"
Habibi", de Craig Thompson, est un énorme pavé de plus de 600 pages, doté d'une couverture aspect cuir, belle et enluminée.
Il est difficile de raconter "
Habibi". Comme dans
Luther Arkwright, le lecteur est face à une oeuvre énorme qui mêle habilement une histoire intéressante et des réflexions philosophiques ou religieuses. De même, la mise en scène du récit est réalisée à l'aide de dessins noir et blanc tracés à l'encre. Mais les styles graphiques diffèrent, "
Habibi" regorge d'enluminures, d'arabesques, de calligraphie arabe, pour un effet visuel absolument saisissant.
L'histoire d'"Habibi" est une tragédie. Le lecteur y suit les péripéties d'une petite fille faite femme à neuf ans par son vieux mari, et qui subira des années durant la violence sexuelle des hommes (violeurs, esclavagistes, clients), ainsi que d'un petit garçon, plus jeune qu'elle, qu'elle a recueilli alors qu'ils étaient tous deux prisonniers d'un convoi d'esclaves, et qui trouvera un moyen radical de ne jamais exprimer lui-même de violence misogyne. Leur amour réciproque est la force qui leur permet de résister et de survivre à toutes les épreuves qu'ils traversent.

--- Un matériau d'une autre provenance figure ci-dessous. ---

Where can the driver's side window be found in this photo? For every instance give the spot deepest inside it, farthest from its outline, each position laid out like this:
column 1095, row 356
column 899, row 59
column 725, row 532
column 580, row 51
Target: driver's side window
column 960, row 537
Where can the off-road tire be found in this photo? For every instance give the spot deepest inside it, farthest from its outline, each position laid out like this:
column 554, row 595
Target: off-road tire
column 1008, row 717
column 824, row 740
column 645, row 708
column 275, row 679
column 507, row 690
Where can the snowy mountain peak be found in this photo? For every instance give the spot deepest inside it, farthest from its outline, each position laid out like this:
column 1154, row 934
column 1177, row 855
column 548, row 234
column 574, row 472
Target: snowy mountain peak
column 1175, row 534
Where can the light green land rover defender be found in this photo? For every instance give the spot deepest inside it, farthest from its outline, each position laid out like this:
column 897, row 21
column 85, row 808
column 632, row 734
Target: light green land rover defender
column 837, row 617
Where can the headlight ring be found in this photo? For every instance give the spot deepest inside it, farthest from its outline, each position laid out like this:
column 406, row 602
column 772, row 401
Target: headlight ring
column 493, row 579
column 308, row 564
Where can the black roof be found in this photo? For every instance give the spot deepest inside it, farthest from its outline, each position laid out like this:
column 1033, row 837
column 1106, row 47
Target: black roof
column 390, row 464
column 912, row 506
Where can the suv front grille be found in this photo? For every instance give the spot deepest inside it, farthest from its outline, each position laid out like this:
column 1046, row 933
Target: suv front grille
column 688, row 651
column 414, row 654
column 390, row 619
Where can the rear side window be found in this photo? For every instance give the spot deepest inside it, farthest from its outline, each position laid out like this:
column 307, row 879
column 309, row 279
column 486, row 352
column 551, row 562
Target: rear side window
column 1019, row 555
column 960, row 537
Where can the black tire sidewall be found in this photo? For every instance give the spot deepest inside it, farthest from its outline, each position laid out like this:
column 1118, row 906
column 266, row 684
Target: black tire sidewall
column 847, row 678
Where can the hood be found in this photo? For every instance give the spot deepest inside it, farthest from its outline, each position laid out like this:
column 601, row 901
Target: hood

L'univers que décrit Thompson évoque immanquablement les "mille et une nuits". Il en a le charme suranné, la magie, et la dureté. Néanmoins, ce que propose Thompson, ce sont des nuits modernes et qui fourmillent d'idées. Passons-en quelques-unes en revue.
Comme dans les émirats arabes aujourd'hui, les modes de vie les plus traditionnels et inégalitaires coexistent avec le progrès technique et la pollution qui l'accompagne. Dans le monde d'"Habibi", les inégalités sont extrêmes, et le progrès économique, symbolisé par le barrage et son générateur électrique, se fait au prix des souffrances du petit peuple, dans l'indifférence des dirigeants politiques et économiques. Le progrès économique se paie d'un désastre social et environnemental mais ce n'est pas grave ; les nantis vivent bien.
Le monde d'"Habibi" est très violent. On y pratique l'esclavage, on y échange facilement du sexe contre de la nourriture, on y vend une petite fille à un vieux grigou en appelant cette vente un mariage, on y tue sans difficulté et sans remord pour exprimer son pouvoir politique. La vie ne vaut pas grand chose dans ce monde.
Le propos de Thompson est aussi onirique. Les aventures tragiques des deux jeunes héros recoupent toujours plus ou moins des récits mythologiques. Les personnages rêvent beaucoup, pour se souvenir d'un passé meilleur ou anticiper un avenir espéré. Réalité, rêves, mythes, s'entrelacent au fil des pages.
Enfin, Thompson a un propos politique. Il tente de montrer qu'il n'y a que peu de différences entre les trois religions du livre. Racontant notamment l'histoire chrétienne à partir du Coran, il met en évidence le fait que les récits sont les mêmes, que même la manière de les raconter diffère peu d'un texte à l'autre. Parlant du Livre, Thomson met en exergue, tout au long du récit, le pouvoir des mots et l'importance de l'écrit. Au début la petite fille est mariée à un scribe qui lui apprend l'écriture, et qui lui apprend ce que signifie chaque lettre ; elle élèvera son « petit frère » en lui racontant les histoires du livre, et le protègera en lui offrant un talisman fait de lettres. "Habibi" fourmille de lettres qui sont comme des personnages, du moins sur le plan symbolique.
Tout ce qui précède dit au lecteur toutes les bonnes raisons intellectuelles, raisonnables, qu'il y a à lire "Habibi" si l'on veut être un honnête homme. Mais le plus important n'est pas là. "Habibi" est beau. L'objet, en version originale, est beau, comme un vieux volume de sagesse orientale exhumé d'une antique bibliothèque. L'histoire qui est racontée est belle et émouvante, portée par des personnages forts et tristes, dont le destin ne peut laisser indifférent, y compris dans son aspect roman-fleuve. Enfin, la mise en image est belle, les djinns, les anges, les démons, les lettres arabes, tout ceci enrichit le dessin et fait de ce livre quelque chose qui est beaucoup plus qu'une graphic novel ordinaire.